Hi Satra.
Thanks for your comments.
Can you explain what the "grap an engine" strategy means?
Is it that you distribute the jobs to the engines before starting any
jobs and not having them in a queue?
This should be ok if my jobs and my engines are pretty homogeneous, right?
The main question for me is if there is an easy, non-intrusive way to
let my interface interact with sklearn.
As far as I can tell, the work that is planned for the sprint is much
more "low level" than what joblib is doing at the moment.
There are two use cases for me: model selection and ensemble learning.
For both of them, parallelisation should be fairly easy.

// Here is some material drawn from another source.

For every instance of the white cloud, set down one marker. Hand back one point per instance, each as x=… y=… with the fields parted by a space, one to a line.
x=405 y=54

I do have a shared file system and some engines might share memory but I
don't really want to go there.
The runtime of my jobs is much longer than memory transfer over the
network would be, so I think
I'd be happy with just using the IPython library.
Unfortunately, I can't come to Pycon. And I need a working solution
before that ;)
Well I actually have a working solution for forests but it's not good
enough ^^
Cheers,
Andy
On 01/27/2012 04:00 PM, Satrajit Ghosh wrote:
hi andreas,
a few notes:
- a sprint planned for pycon will be looking at parallel computing
with scikit-learn and ipython (http://wiki.ipython.org/PyCon12Sprint)
- ipython currently uses a grab an engine and not release strategy in
the context of distributed systems like SGE/PBS/LSF. this implies that
the load distribution happens at engine instantiation time not at
execution time. depending on your cluster this may be a positive or a
negative thing.
- in nipype we do distributed computing by offering the ability to use
ipython as the point of distribution or directly interfacing with the
cluster engine. here is the ipython plugin:
https://github.com/nipy/nipype/blob/master/nipype/pipeline/plugins/ipythonxi.py
- there is also a python library called the soma workflow that offers
a python interface to distributed computing using drmaa.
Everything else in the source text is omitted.